Fortunately (or not), at first you can’t realize the enormity of what you’re up against, being still immersed in the sensations of completeness and oneness with your mother, in a watery, sensory experience of the intimately inclusive exchange of certain cells as you two cocreate your body.
This is the spirituality and sense of transcendent oneness that dominate a child’s early consciousness, as described in Dr. Lisa Miller’s book, “The Spiritual Child” (2015, St. Martin’s Press, at your local library). It must be the innate inheritance of anyone ever born. In the bustle of life, though, we’ve abandoned it.

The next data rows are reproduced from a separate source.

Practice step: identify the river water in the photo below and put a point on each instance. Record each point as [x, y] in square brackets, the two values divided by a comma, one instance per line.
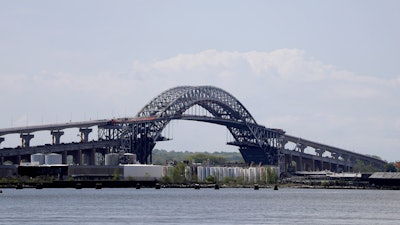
[204, 206]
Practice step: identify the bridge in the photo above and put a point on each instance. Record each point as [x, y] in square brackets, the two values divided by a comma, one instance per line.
[257, 144]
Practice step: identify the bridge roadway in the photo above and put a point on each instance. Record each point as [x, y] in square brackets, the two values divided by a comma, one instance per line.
[339, 157]
[52, 127]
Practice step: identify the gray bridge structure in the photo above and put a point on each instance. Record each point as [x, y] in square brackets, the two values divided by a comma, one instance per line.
[257, 144]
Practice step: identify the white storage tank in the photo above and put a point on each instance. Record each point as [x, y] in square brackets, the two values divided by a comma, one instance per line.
[52, 159]
[37, 158]
[143, 172]
[112, 159]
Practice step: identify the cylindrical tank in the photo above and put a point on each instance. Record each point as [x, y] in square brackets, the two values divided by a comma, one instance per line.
[112, 159]
[37, 158]
[53, 158]
[130, 158]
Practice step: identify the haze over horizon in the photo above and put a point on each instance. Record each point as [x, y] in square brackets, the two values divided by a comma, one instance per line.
[326, 71]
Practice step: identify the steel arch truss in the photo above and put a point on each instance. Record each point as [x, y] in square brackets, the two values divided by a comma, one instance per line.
[171, 104]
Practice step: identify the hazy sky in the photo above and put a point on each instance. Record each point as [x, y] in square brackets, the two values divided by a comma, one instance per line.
[327, 71]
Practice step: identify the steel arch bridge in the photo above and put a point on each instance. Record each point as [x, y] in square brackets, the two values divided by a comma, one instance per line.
[138, 135]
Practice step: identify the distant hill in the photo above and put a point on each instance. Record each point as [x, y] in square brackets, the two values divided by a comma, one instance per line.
[161, 157]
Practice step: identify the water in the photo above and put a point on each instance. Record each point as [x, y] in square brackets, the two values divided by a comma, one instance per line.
[204, 206]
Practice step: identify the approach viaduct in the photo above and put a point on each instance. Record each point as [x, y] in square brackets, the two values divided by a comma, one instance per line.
[139, 134]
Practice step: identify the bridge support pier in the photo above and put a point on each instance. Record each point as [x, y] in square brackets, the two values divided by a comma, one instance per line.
[26, 139]
[56, 136]
[64, 157]
[85, 134]
[78, 156]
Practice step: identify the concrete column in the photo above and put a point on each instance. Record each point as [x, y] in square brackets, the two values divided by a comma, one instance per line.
[319, 152]
[313, 164]
[85, 134]
[26, 139]
[92, 157]
[64, 157]
[56, 136]
[301, 168]
[79, 157]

To transcend is to go beyond the limitations of time and space, independent of them. Our tendency to be driven by thoughts that reflect our confused emotions bounces us between yesterday and tomorrow, and we don’t see the beauty and wonder that exists in the world. Transcendence can only exist ‘now,’ the space we actually inhabit. It’s possible transcendent oneness, if adults could share it, would be a telepathic connection with the mind of the baby, a complete understanding of their needs and concerns. Without it, from the infant’s point of view, we’re deaf.
The infant realizes no past or future, only those template circuits that are created through direct, immediate experience. To them, there’s no other time, just now, a powerful present in which everything happens, including transcendence. That could be a terrifying experience, turning everything we know on end, making life unpredictable, random, without familiar reference points.

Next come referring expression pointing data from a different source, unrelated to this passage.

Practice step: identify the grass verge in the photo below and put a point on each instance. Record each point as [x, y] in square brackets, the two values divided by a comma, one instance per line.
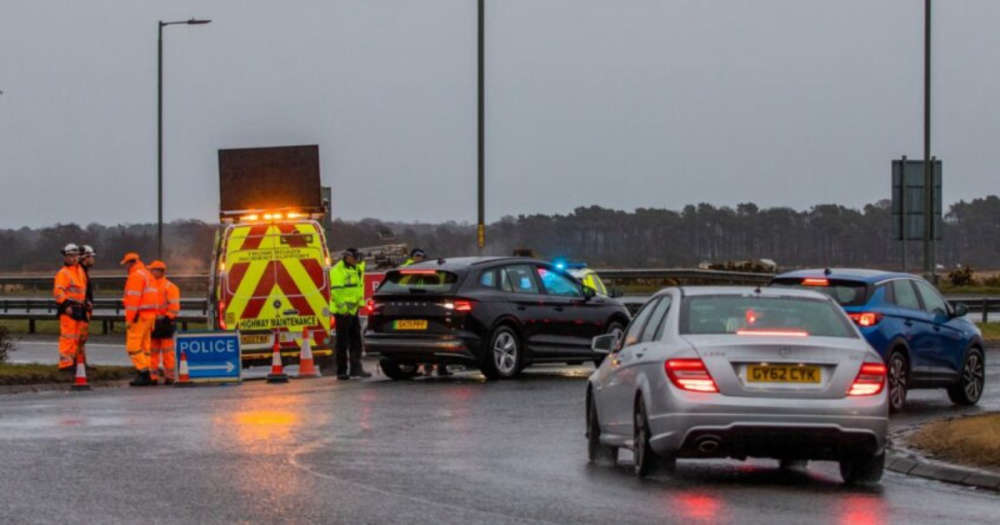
[29, 374]
[991, 331]
[972, 440]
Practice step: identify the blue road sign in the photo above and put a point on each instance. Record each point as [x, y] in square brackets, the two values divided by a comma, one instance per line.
[211, 356]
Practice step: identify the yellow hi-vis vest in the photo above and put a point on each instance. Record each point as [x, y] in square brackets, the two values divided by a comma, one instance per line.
[347, 288]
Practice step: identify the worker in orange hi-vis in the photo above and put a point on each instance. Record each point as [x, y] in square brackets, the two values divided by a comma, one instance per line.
[70, 292]
[168, 308]
[141, 301]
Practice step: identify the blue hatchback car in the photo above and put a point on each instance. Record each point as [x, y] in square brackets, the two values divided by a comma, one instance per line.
[925, 341]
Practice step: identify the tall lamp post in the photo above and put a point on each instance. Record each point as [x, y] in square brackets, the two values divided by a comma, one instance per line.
[481, 152]
[159, 127]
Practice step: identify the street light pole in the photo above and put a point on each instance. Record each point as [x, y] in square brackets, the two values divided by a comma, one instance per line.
[481, 225]
[159, 126]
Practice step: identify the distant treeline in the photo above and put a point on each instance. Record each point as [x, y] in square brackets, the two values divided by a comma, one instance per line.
[825, 235]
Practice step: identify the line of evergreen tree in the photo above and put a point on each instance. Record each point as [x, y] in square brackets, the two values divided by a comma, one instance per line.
[824, 235]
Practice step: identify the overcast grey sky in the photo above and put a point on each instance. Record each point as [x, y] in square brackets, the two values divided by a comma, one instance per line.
[621, 103]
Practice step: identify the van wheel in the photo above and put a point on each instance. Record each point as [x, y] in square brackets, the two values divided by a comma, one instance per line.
[503, 357]
[969, 388]
[898, 376]
[397, 371]
[862, 470]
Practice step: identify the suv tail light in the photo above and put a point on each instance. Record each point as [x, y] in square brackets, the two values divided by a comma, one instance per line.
[222, 315]
[865, 318]
[870, 380]
[459, 305]
[690, 374]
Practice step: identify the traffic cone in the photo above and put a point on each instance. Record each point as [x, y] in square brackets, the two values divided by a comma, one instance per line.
[307, 367]
[183, 373]
[277, 374]
[80, 381]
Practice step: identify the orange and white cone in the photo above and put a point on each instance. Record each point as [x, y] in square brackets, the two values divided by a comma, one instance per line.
[80, 381]
[183, 372]
[277, 374]
[307, 367]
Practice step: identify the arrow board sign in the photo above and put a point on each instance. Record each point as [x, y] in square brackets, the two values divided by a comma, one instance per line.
[211, 356]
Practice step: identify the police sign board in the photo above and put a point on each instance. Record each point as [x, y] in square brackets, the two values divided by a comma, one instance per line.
[211, 356]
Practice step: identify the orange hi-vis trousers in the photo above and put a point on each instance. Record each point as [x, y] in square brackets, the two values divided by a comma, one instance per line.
[162, 351]
[138, 342]
[71, 332]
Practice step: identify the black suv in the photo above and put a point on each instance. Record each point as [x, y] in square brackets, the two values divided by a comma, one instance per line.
[499, 314]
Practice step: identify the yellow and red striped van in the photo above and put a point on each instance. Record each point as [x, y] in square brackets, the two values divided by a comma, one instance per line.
[274, 277]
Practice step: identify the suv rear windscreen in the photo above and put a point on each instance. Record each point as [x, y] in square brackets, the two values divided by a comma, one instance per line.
[756, 315]
[418, 280]
[845, 292]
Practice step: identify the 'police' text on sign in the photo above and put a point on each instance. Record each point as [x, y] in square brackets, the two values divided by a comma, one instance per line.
[211, 356]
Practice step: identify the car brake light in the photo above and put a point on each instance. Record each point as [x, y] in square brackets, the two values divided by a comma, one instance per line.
[690, 374]
[870, 380]
[866, 318]
[222, 315]
[774, 333]
[459, 305]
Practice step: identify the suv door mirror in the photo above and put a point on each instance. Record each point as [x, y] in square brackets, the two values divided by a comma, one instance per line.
[959, 310]
[605, 343]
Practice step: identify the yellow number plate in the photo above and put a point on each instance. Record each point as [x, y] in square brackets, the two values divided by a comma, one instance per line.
[410, 324]
[255, 339]
[783, 374]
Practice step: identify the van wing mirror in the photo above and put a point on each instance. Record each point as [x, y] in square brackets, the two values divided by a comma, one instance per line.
[605, 344]
[960, 310]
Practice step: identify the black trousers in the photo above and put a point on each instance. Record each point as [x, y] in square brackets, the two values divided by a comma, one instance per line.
[348, 339]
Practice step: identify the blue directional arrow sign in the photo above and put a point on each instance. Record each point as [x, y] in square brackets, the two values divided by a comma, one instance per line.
[211, 356]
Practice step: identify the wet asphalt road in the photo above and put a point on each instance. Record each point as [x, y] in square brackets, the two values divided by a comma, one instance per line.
[435, 450]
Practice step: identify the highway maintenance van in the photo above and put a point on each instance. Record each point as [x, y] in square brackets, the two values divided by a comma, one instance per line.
[271, 265]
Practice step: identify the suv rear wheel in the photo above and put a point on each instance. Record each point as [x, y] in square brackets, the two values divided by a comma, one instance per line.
[898, 374]
[503, 357]
[973, 377]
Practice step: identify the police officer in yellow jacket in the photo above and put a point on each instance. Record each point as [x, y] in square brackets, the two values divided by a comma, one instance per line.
[347, 294]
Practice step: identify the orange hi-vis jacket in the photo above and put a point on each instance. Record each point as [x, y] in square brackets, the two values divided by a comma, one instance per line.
[170, 298]
[71, 284]
[142, 299]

But newborns navigate that scary reality gleefully, and they’re prepared to share that oneness with us. Their powerful energy and exalted consciousness, inspire people to tenderness. With charisma and lack of preconceived judgments, they draw passersby, almost anywhere, to stop and share a little joy for a few moments. Infants are willing to engage happily with people whom they judge, by some unknowable standard, to be safe and approachable.
As you grow into your body and learn to control it, you find the intensity of your feeling is seldom matched by adults, who may see you as a “terrible two.” a rug rat, or a brat. While your adventure into life is still paramount and your passions are compelling, the absence of transcendental communication means the big ones don’t read your mind and can’t know what you urgently crave. You’re tender in a world that’s loud, busy, predictable and abrasive, and you begin to harden yourself against it.

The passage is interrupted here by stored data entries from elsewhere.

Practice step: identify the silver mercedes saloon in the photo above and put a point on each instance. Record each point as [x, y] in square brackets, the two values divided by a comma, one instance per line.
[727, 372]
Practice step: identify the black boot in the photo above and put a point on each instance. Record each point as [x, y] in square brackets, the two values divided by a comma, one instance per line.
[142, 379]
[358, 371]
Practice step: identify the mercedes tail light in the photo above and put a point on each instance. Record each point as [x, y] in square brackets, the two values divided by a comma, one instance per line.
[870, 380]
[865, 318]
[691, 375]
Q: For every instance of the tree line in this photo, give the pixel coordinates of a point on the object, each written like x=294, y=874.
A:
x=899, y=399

Infants’ continuous decisions about things, people, and experiences determine the framework of their future. Surrounded with anger, distress, anxiety, they grow into that reality. With acceptance, support, and acknowledgement as a genuine being, a child can become a person of substance, who takes him or herself seriously. Caregivers who recognize babies as cogent individuals, understanding events and having opinions, give the fledgling person a jump-start in life.
Susan Stornetta is a retired archaeologist and a long-time Comstock resident.